So it's been a year. Again.
I kind of forgot. But I've been back a year. Again. I guess I moved back around the 23rd of June or so. My one year back at First American is... um... Wednesday, maybe? How about that.
So what are the differences between this re-entry and the first re-entry? Well, this time I think I was ready to be done with the whole living-and-working-in-Cancun thing and was looking forward to being a normal Oregonian. The last time I was still trying to acclimate to "normal" life and couldn't stand how rude everyone is here. This last time I just wanted to fly a little bit under the radar, the first time I wanted everyone to hear my story (but, you know, back then nobody wanted to hear it).
The first time, I got a job that included bonuses, and this time around, maybe not so much. I feel much broker now, because since I haven't had any bonuses, I have not been able to build up any savings or pay down much debt. Plus I have a car payment and bigger insurance premiums. So financially I feel like crap. I have to find a way to fix that.

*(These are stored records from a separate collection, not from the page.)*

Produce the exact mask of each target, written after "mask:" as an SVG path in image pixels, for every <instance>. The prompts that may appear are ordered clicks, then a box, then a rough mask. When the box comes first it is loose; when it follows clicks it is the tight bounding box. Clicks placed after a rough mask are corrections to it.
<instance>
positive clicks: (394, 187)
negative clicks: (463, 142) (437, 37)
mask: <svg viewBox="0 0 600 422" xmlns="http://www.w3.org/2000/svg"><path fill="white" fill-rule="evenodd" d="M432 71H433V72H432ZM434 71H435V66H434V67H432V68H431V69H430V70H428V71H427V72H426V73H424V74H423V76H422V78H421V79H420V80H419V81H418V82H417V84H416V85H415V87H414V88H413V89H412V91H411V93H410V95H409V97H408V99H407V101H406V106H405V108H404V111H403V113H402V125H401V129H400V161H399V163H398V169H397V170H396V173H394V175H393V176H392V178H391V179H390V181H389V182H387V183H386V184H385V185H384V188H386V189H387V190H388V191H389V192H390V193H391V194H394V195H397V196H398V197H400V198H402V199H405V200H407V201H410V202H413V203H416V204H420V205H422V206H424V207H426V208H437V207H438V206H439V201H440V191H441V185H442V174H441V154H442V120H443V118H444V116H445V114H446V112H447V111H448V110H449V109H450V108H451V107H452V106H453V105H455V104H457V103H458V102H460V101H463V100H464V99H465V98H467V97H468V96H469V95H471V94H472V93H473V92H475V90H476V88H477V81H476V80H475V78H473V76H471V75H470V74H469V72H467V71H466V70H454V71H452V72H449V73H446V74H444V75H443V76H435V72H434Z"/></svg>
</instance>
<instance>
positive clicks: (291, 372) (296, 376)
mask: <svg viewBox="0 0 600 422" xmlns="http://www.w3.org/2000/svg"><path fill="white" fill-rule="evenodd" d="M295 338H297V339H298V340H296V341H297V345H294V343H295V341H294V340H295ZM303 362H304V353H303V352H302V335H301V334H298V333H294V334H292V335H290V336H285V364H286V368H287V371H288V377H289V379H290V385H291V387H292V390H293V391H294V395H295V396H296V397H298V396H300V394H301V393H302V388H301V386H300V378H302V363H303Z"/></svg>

I thought that by now, I mean, it's been a year for Pete's sake, that I would be over the issues I had when I got back. But um, I'm not. And I need to continue to find a way to fix THAT too, because it's not good ju-ju.
People still tell me they think it's a pretty big thing that I did, both moves, and I know this, and it has made me into a better person, a more thoughtful person, a more patient (okay, that's a real generality there) person, a more compassionate person. I'm glad I did it and got it out of my system, and I know I won't do anything like that unless I have GOOD money coming in or the perfect (near, even)situation lined up. I have definitely learned to never say never.
I don't have any regrets, but I sure wish I had some more money in my savings.